Pogrome gegen Muslime und Ausländer

Der populäre Politiker war in Burkina Faso geboren worden und wurde bei den Präsidentschaftswahlen 1995 und 2000 als «Ausländer» ausgeschlossen. Letztere gewann sein «ewiger Rivale» Laurent Gbagbo. Er hatte einst gegen das autokratische Regime von Houphouët-Boigny und für Demokratie und Menschenrechte gekämpft, nun führte er das Konzept der «Ivoirité» nahtlos weiter. Militante Anhänger Gbagbos verübten Pogrome gegen Muslime und Einwanderer, auch die Armee wurde «gesäubert».

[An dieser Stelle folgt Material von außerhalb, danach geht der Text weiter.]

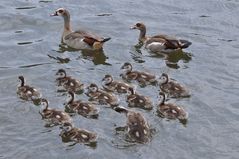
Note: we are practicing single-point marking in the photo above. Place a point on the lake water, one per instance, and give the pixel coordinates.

Im September 2002 rebellierten Soldaten aus dem Norden, es kam zum Bürgerkrieg. 2007 wurde ein von Südafrika ausgehandeltes Friedensabkommen unterzeichnet, doch seither ist die Elfenbeinküste faktisch gespalten. Im Süden herrscht das korrupte Regime von Laurent Gbagbo, im Norden haben die Rebellen die Macht. Das Chaos blieb nicht ohne Folge für den Wohlstand: Die Anteil der ivorischen Bevölkerung, der in Armut lebt, ist nach UNO-Angaben seit 1998 von 18 auf 48 Prozent gestiegen.

Teilung als einziger Ausweg?

Dabei ist die Elfenbeinküste immer noch der grösste Kakaoproduzent der Welt, und zuletzt haben die Preise wieder Höchststände erreicht. Die Kontrolle über die Exporteinnahmen gilt als wesentlicher Grund für die Turbulenzen nach der Präsidentschaftswahl 2010. Der mutmassliche Verlierer Laurent Gbagbo klammert sich an die Macht, obwohl der Westen und selbst die afrikanischen Nachbarn Alassane Ouattara als Sieger anerkennen.

Ein Ausweg aus der Misere scheint nicht in Sicht. Womöglich bleibt am Ende nur die Teilung des Landes, doch auf dem Kontinent fürchtet man einen Dominoeffekt. Einst war die Elfenbeinküste auf dem besten Weg, den Status eines Entwicklungslandes hinter sich zu lassen. Heute ist das ehemalige Musterland ein Symbol für alles, was in Afrika schiefläuft.